2. The Principle of Proportional Ink:
The principle of proportional ink discusses how many forms of data visualization use shaded areas to represent data values. To avoid misleading viewers, it is important that the size of the shaded areas in graphs are directly proportional to the value itself. Although the principle of proportional ink rule applies to bar charts, it does not apply to line graphs as the amount of ink is not used to indicate the magnitude of a variable. Instead, a line chart should be scaled so as to make the position of each point maximally informative. The article highlights several instances where this principle is violated, especially with the use of 3D.
By looking at multiple examples of poorly used 3D graphs, I agree that many 3D graphs are more difficult to interpret than 2D graphs because the angle that the graph is shown can make it difficult to correctly see the length or size of each bar. The sizes of some bars are fully visible, whereas the sizes of other bars are partially obscured. The 3D characteristics serve no additional purpose other than to impress the viewer.
Questions:
The article mentions 3D graphs serving a purpose when they are used to display values associated with a pair of independent variables, when are other instances that 3D graphs would be useful?

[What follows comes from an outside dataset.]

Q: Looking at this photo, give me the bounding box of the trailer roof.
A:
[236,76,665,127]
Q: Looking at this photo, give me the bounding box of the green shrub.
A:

3. What Makes Bad Data Bad:
This article examines the “badness” of data, broken down into three main topics: substantive, aesthetics, and perception. The author provides both good and bad examples of visualizations in order to develop good taste-based judgements on how to represent graphics.
I agree with Tufte’s message that “complex ideas communicated with clarity, precision, and efficiency is that which gives to the viewer the greatest number of ideas in the shortest time.” Simple graphics that speak for themselves are most powerful, but most difficult to portray because of the careful balance between the data and the aesthetics. Perception, which lives in the gap between data and aesthetics, is one of the most difficult forms of “badness” to solve by the application of good taste or following the general rule to maximize data-to-ink ratio because we have to take into consideration colour, edges, contrast, relationships between data and how to represent them in a way that stays true to the fact we want to show.
Questions:
How do we make our data visualization distinct and memorable from one another?
How do we stay neutral in our style of representing data so as to not impose our own biases?